The content collected by archives and visual resource centers in the future will likely come from a variety of social media platforms, each with its own quality issues, metadata and file format standards[4]. It may not even come from the same user, but from many different users across the different groups of social media sites. Many archives are facing these problems now, such as the institutions trying to collect the social media ephemera of the Occupy movements. Part of the challenge is convincing content creators–many of whom may not even be aware of the concept of metadata–how to save important metadata and optimize their content for archival submission. The Activist Archivists, a group of New York archivists who charged themselves with archiving the Occupy Wall Street protest, encouraged protesters to distribute content under the Creative Common license so it could be archived without the standard, exclusive donor agreements. They also created short informational videos and postcards with tips on why archiving the movement was important and how protesters could make sure their content was in the best shape to be archived[5]. These informational items were short, easy to understand, and encouraged creators to collect as much information about the context of their content. They also advised not to upload to sites that would remove metadata: many commonly used services, such as YouTube or Vimeo, strip metadata when content is uploaded onto their sites[6]. Archives and visual resource centers may want to consider creating platform-specific creation/archival guides like the Activist Archivists’ for users who want to donate their social media content or for staff members who manage social media accounts for their institutions. Familiarizing themselves with the quirks of popular social media platforms will only better prepare them to archive this type of content in the near future.

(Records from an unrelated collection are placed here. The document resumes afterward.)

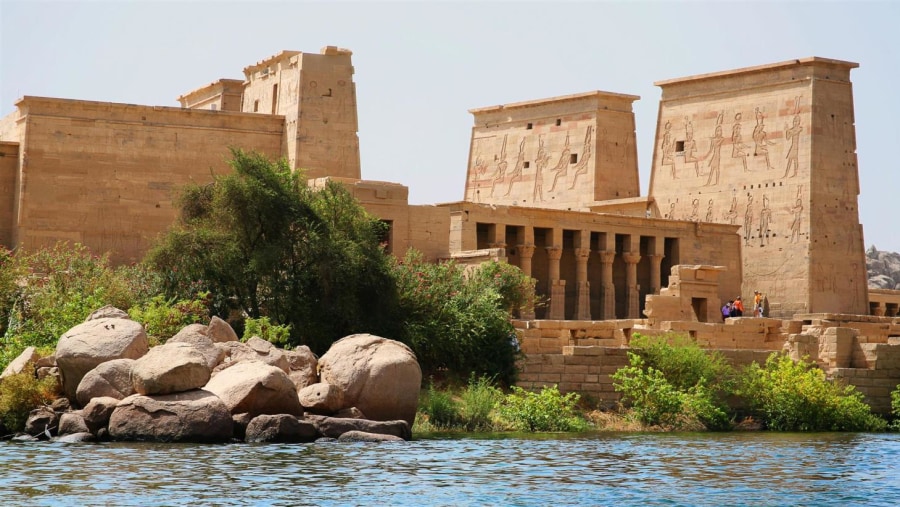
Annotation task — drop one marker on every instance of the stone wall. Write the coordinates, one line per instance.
(107, 175)
(771, 149)
(561, 153)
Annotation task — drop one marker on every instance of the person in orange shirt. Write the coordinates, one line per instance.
(738, 307)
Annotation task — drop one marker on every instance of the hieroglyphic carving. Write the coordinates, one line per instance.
(748, 220)
(737, 142)
(695, 211)
(715, 149)
(761, 142)
(671, 214)
(501, 166)
(562, 165)
(582, 166)
(540, 164)
(765, 215)
(667, 148)
(516, 173)
(793, 133)
(731, 215)
(690, 147)
(797, 212)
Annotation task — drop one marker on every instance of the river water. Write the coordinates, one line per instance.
(757, 468)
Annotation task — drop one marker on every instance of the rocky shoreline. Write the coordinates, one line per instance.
(204, 385)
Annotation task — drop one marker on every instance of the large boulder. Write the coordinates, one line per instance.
(170, 368)
(304, 366)
(91, 343)
(256, 388)
(29, 356)
(321, 398)
(334, 427)
(97, 413)
(280, 428)
(72, 422)
(220, 331)
(192, 335)
(192, 416)
(381, 377)
(112, 379)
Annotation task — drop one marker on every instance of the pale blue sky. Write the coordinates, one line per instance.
(421, 65)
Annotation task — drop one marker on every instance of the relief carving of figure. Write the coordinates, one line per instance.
(765, 215)
(737, 142)
(748, 221)
(582, 166)
(760, 141)
(715, 148)
(501, 166)
(793, 133)
(516, 173)
(690, 147)
(695, 211)
(797, 212)
(732, 213)
(540, 163)
(562, 165)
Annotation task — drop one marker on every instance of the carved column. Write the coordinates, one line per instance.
(655, 276)
(557, 286)
(582, 286)
(526, 252)
(632, 289)
(607, 287)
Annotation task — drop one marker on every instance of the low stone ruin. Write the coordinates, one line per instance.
(203, 385)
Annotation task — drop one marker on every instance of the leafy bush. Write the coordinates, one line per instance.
(163, 318)
(440, 408)
(796, 396)
(548, 410)
(22, 393)
(668, 383)
(56, 289)
(454, 324)
(684, 363)
(264, 243)
(653, 399)
(478, 402)
(263, 328)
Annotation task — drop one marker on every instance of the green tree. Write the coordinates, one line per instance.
(264, 243)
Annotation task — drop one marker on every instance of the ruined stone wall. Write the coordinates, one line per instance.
(9, 168)
(106, 175)
(562, 153)
(770, 149)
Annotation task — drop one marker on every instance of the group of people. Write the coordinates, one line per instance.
(735, 307)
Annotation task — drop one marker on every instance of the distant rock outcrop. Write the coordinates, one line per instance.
(883, 269)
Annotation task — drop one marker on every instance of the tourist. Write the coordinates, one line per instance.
(738, 307)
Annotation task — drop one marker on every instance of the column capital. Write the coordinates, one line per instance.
(525, 250)
(631, 258)
(607, 256)
(554, 252)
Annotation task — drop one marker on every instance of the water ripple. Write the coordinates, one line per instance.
(596, 469)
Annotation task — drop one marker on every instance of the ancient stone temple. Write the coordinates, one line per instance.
(754, 170)
(771, 149)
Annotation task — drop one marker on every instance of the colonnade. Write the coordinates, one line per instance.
(612, 250)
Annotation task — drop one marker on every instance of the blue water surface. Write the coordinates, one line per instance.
(759, 468)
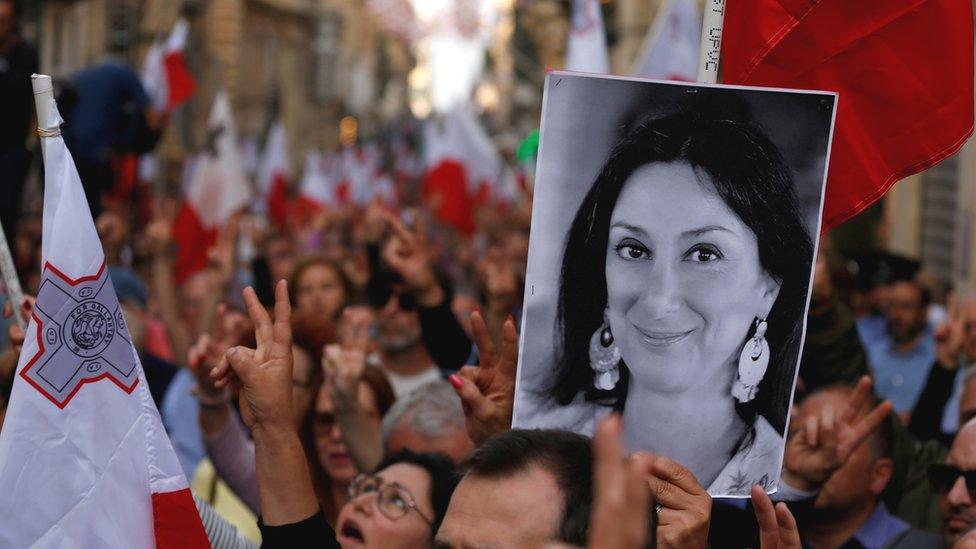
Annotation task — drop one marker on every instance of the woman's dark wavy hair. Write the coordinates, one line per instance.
(444, 478)
(754, 181)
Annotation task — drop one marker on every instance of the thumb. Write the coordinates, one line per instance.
(470, 395)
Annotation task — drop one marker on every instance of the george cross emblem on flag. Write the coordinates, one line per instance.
(81, 336)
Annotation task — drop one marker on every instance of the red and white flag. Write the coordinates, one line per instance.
(586, 50)
(217, 189)
(316, 190)
(903, 68)
(673, 43)
(165, 76)
(273, 177)
(462, 167)
(84, 458)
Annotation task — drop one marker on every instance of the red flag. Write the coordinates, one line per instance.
(904, 70)
(179, 81)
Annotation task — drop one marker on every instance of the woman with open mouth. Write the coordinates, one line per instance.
(402, 505)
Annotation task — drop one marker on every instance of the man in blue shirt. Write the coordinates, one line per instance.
(108, 111)
(848, 511)
(902, 354)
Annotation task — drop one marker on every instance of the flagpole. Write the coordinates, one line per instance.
(711, 42)
(9, 271)
(43, 101)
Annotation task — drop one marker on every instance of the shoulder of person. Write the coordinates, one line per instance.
(916, 539)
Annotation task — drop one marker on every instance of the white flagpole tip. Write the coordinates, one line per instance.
(44, 101)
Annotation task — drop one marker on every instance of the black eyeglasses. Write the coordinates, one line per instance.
(944, 477)
(393, 500)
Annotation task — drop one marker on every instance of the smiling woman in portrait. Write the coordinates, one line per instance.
(682, 292)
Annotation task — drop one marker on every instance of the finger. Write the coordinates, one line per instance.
(218, 323)
(810, 429)
(609, 468)
(637, 506)
(674, 473)
(471, 397)
(856, 401)
(867, 425)
(828, 427)
(360, 332)
(400, 230)
(259, 317)
(482, 340)
(469, 373)
(953, 305)
(509, 348)
(789, 534)
(766, 517)
(281, 331)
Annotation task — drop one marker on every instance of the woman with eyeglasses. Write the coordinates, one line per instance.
(401, 505)
(331, 465)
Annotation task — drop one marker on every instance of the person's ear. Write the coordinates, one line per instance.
(769, 287)
(881, 471)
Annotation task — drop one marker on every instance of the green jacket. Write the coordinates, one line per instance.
(832, 353)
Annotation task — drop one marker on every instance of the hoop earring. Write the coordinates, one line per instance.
(753, 362)
(604, 357)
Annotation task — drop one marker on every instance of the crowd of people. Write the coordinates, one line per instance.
(349, 382)
(365, 399)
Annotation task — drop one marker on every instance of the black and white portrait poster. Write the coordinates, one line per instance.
(674, 234)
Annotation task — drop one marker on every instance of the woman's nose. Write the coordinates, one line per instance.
(364, 503)
(661, 295)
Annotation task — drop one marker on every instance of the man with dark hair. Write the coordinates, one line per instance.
(522, 488)
(848, 510)
(902, 355)
(18, 60)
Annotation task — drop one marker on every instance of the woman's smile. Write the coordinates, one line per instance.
(657, 338)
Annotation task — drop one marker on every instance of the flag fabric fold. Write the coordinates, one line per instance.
(903, 68)
(673, 43)
(586, 49)
(82, 443)
(273, 177)
(217, 189)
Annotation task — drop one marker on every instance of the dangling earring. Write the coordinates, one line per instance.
(752, 365)
(604, 357)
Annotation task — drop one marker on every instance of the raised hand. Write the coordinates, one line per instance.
(622, 501)
(950, 337)
(777, 527)
(263, 373)
(824, 444)
(487, 391)
(209, 350)
(406, 252)
(685, 507)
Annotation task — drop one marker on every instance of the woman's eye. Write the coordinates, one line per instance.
(398, 501)
(704, 255)
(632, 251)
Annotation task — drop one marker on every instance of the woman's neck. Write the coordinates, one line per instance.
(699, 429)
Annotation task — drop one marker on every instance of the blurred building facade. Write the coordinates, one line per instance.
(307, 62)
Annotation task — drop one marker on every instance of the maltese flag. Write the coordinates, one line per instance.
(273, 176)
(316, 190)
(84, 458)
(217, 189)
(165, 76)
(586, 50)
(673, 43)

Archiving social media is not without controversy. Users tend to feel strongly about their privacy, and feel that social media accounts–even if they are publicly available on the Internet–are personally “owned” by them and therefore private. This is particularly true for photos, which are often highly personal. In a survey about institutional practices for archiving social media, respondents tended to perceive photos as more personal than other types of social media and expressed concern about the potential loss of privacy and contextualization if those photos were archived by an institution[7]. Large scale archiving of social media sites may not be well received by users, who may feel that their privacy is being eroded. The safest course of action for institutions would be to focus on archiving their own social media accounts and/or social media content that has been donated. But even limiting an archive just to one’s own social media accounts will still involve the capture of personal information from outside users, for example, a user who comments on an Instagram photo. Therefore, institutions need to define their archiving boundaries clearly to put content creators and users at ease: the purpose of the archive, the type of access available, creator attribution, and use of archive material must be explicitly stated by the institution[8]. For example, the Smithsonian has made the decision not to archive the profiles of users who like or follow their social media accounts. However, they do capture comments and any account information linked to those[9]. Ultimately, the institution must be sensitive to the types of personal information present on different social media sites and individually determine whether or not it could breach a user’s privacy to archive it.

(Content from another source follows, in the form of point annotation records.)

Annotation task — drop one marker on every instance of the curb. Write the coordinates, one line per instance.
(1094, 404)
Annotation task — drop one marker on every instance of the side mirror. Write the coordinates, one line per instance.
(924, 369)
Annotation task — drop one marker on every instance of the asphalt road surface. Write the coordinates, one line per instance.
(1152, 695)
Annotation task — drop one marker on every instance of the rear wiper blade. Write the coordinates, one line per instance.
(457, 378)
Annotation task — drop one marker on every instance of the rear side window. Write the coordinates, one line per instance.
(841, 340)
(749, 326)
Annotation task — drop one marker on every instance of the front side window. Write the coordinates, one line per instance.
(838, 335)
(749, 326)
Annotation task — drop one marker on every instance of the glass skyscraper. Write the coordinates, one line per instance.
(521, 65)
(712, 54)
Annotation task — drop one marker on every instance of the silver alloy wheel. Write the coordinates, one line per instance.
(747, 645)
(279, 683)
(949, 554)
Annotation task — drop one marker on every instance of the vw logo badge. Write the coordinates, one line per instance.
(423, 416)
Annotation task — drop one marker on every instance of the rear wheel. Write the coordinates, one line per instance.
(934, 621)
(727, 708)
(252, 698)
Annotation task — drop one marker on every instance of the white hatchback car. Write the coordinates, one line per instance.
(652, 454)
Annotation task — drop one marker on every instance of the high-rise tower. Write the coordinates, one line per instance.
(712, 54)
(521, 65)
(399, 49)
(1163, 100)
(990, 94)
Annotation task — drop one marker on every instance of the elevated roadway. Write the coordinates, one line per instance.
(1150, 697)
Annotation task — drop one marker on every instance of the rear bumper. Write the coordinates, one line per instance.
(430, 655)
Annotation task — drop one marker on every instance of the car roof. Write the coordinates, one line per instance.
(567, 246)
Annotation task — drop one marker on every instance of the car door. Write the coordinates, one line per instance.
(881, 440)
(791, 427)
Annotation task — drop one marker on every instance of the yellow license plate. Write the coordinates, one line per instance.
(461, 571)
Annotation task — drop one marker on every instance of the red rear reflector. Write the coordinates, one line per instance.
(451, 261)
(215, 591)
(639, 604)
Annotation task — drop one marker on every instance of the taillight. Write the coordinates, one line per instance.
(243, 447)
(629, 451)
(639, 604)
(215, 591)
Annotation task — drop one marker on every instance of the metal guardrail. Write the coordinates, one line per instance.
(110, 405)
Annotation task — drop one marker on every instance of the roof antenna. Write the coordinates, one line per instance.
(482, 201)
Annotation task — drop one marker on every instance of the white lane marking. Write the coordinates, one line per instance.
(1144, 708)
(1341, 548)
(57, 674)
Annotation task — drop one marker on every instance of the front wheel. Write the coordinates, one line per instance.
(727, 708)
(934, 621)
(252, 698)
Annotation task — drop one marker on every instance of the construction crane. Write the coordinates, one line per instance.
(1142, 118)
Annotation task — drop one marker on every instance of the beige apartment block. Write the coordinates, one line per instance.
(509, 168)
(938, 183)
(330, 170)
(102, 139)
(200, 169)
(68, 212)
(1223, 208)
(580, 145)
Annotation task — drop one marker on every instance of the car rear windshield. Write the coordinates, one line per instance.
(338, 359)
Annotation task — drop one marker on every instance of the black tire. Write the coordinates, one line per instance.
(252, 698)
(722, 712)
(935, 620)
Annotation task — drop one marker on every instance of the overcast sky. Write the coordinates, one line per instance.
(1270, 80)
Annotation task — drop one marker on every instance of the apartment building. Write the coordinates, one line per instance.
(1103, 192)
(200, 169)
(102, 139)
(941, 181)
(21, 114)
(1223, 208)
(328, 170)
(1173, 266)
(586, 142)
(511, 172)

Despite the difficulties, there is much an institution can gain by archiving social media. Social media items, like any the content on the web, has no guarantee of permanence: just because something is online, does not mean it will last forever or be preserved. Based on research conducted by SalahEldeen and Nelson on embedded resources in tweets, 11% of web resources shared via social media disappear after a year, and then continue to disappear at a rate of .02% per day[10]. Within an institution, there may be unique content that is only found on social media accounts. This content has a high risk of being lost if the social media service goes out of business or suffers a catastrophic data failure. Cultural institutions should make sure that their content is preserved by taking action themselves, rather than hoping the social media company will handle it. Furthermore, social media may fall under certain recordkeeping requirements. Government agencies have a legal requirement to archive their social media; the National Archives and Records Administration (NARA) observed that “Content on social media is likely a federal record”[11]. Preserving social media also represents an opportunity to archive the images of marginalized or controversial groups, for example the Occupy movement[12]. The Occupy movement used social media heavily, using photos and video to document their protests and abuses at the hands of law enforcement. The images from Occupy are an important document of the early 21st century. Including them in an archive or visual resource collection would not be unusual, but figuring out the best way to add these images to an archival collection requires a little creative thinking. Archiving social media is exciting challenge, demanding careful thought and unique problem-solving from the part of the archive or visual resource center.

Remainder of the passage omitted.